Dong Lina, Qu Xiaoyang, Zhao Yuan, Wang Binju
State Key Laboratory of Physical Chemistry of Solid Surfaces and Fujian Provincial Key Laboratory of Theoretical and Computational Chemistry, iChEM, College of Chemistry and Chemical Engineering, Xiamen University, Xiamen 360015, P. R. China.
State Key Laboratory of Physical Chemistry of Solid Surfaces and Fujian Provincial Key Laboratory of Theoretical and Computational Chemistry, College of Chemistry and Chemical Engineering, Xiamen University, Xiamen 360015, P. R. China.
ACS Omega. 2021 Nov 21;6(48):32938-32947. doi: 10.1021/acsomega.1c04996. eCollection 2021 Dec 7.
Accurate prediction of protein-ligand binding free energies is important in enzyme engineering and drug discovery. The molecular mechanics/generalized Born surface area (MM/GBSA) approach is widely used to estimate ligand-binding affinities, but its performance heavily relies on the accuracy of its energy components. A hybrid strategy combining MM/GBSA and machine learning (ML) has been developed to predict the binding free energies of protein-ligand systems. Based on the MM/GBSA energy terms and several features associated with protein-ligand interactions, our ML-based scoring function, GXLE, shows much better performance than MM/GBSA without entropy. In particular, the good transferability of the GXLE model is highlighted by its good performance in ranking power for prediction of the binding affinity of different ligands for either the docked structures or crystal structures. The GXLE scoring function and its code are freely available and can be used to correct the binding free energies computed by MM/GBSA.

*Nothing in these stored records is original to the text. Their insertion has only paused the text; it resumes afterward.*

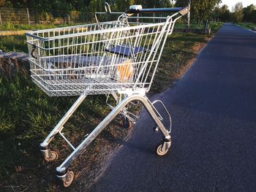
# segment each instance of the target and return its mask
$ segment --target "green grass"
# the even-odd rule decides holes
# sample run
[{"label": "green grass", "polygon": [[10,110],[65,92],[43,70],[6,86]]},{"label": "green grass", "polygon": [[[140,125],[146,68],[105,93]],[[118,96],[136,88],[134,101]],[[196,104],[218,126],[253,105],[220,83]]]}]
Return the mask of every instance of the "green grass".
[{"label": "green grass", "polygon": [[[49,166],[45,167],[42,163],[37,146],[77,97],[49,97],[22,74],[12,79],[0,77],[0,191],[3,186],[13,185],[19,186],[15,191],[27,187],[30,191],[37,188],[45,191],[54,185],[54,168],[47,170]],[[108,112],[104,96],[88,96],[65,125],[64,132],[78,145]],[[114,139],[114,132],[105,129],[101,137]],[[51,145],[59,149],[63,146],[67,147],[58,137]],[[40,167],[45,170],[39,171]],[[41,183],[42,180],[46,182]]]},{"label": "green grass", "polygon": [[219,28],[221,28],[223,26],[222,22],[212,22],[210,23],[210,27],[211,27],[211,33],[215,34]]},{"label": "green grass", "polygon": [[256,23],[236,23],[238,26],[241,26],[242,27],[244,27],[248,29],[253,29],[254,27],[256,27]]},{"label": "green grass", "polygon": [[4,52],[28,52],[26,36],[0,36],[0,50]]}]

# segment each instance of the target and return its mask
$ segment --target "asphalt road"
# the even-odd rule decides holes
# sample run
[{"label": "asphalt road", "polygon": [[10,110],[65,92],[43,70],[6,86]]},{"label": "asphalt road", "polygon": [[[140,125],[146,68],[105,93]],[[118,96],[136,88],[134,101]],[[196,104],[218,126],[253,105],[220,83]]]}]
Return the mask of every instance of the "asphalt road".
[{"label": "asphalt road", "polygon": [[159,99],[173,143],[146,112],[91,191],[256,191],[256,33],[225,25],[185,75]]}]

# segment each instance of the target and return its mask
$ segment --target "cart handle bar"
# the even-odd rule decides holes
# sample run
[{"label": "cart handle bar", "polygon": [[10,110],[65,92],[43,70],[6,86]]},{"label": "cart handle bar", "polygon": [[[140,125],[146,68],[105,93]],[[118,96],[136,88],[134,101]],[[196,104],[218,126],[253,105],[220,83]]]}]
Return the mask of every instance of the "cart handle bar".
[{"label": "cart handle bar", "polygon": [[154,12],[178,12],[181,15],[184,15],[189,12],[189,7],[174,7],[174,8],[150,8],[140,9],[129,9],[126,13],[154,13]]}]

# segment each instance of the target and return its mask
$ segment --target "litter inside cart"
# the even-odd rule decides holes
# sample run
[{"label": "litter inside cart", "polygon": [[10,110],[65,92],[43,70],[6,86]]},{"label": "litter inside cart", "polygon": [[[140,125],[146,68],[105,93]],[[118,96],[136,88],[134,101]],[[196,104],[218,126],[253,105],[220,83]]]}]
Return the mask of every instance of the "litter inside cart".
[{"label": "litter inside cart", "polygon": [[[59,158],[59,152],[49,145],[59,134],[70,145],[72,153],[56,168],[56,176],[65,187],[74,178],[69,170],[72,161],[118,115],[135,123],[139,115],[129,110],[130,105],[141,103],[162,134],[157,145],[158,155],[165,155],[171,145],[170,115],[161,101],[150,101],[149,91],[168,35],[176,21],[189,7],[142,9],[132,6],[125,13],[95,13],[96,23],[39,30],[26,34],[31,76],[33,81],[50,96],[79,96],[68,112],[40,144],[48,161]],[[117,19],[110,18],[116,17]],[[100,21],[103,18],[108,20]],[[62,134],[64,126],[87,95],[105,94],[112,110],[105,118],[78,146]],[[115,105],[109,103],[113,97]],[[162,105],[169,117],[166,128],[155,104]]]}]

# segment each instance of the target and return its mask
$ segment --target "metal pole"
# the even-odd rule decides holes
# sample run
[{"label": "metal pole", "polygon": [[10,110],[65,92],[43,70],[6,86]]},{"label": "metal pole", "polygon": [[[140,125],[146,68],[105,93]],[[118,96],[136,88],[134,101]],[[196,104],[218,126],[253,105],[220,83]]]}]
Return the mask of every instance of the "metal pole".
[{"label": "metal pole", "polygon": [[1,22],[1,12],[0,12],[0,24],[3,25],[3,23]]},{"label": "metal pole", "polygon": [[28,15],[28,22],[29,22],[29,26],[30,26],[30,20],[29,20],[29,8],[26,8],[26,13]]},{"label": "metal pole", "polygon": [[189,12],[187,13],[187,28],[190,28],[190,5],[191,5],[191,0],[188,0],[188,7],[189,8]]}]

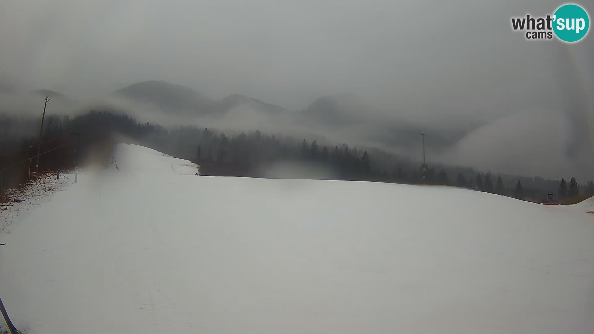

准确预测蛋白质 - 配体结合自由能在酶工程和药物发现中至关重要。分子力学/广义玻恩表面积(MM/GBSA)方法被广泛用于估计配体结合亲和力,但其性能在很大程度上依赖于其能量成分的准确性。一种结合MM/GBSA和机器学习(ML)的混合策略已被开发出来用于预测蛋白质 - 配体系统的结合自由能。基于MM/GBSA能量项以及与蛋白质 - 配体相互作用相关的几个特征,我们基于机器学习的评分函数GXLE,在没有熵的情况下,表现比MM/GBSA好得多。特别是,GXLE模型的良好可转移性通过其在对对接结构或晶体结构的不同配体结合亲和力预测的排名能力方面的良好表现而得到突出体现。GXLE评分函数及其代码可免费获取,可用于校正由MM/GBSA计算的结合自由能。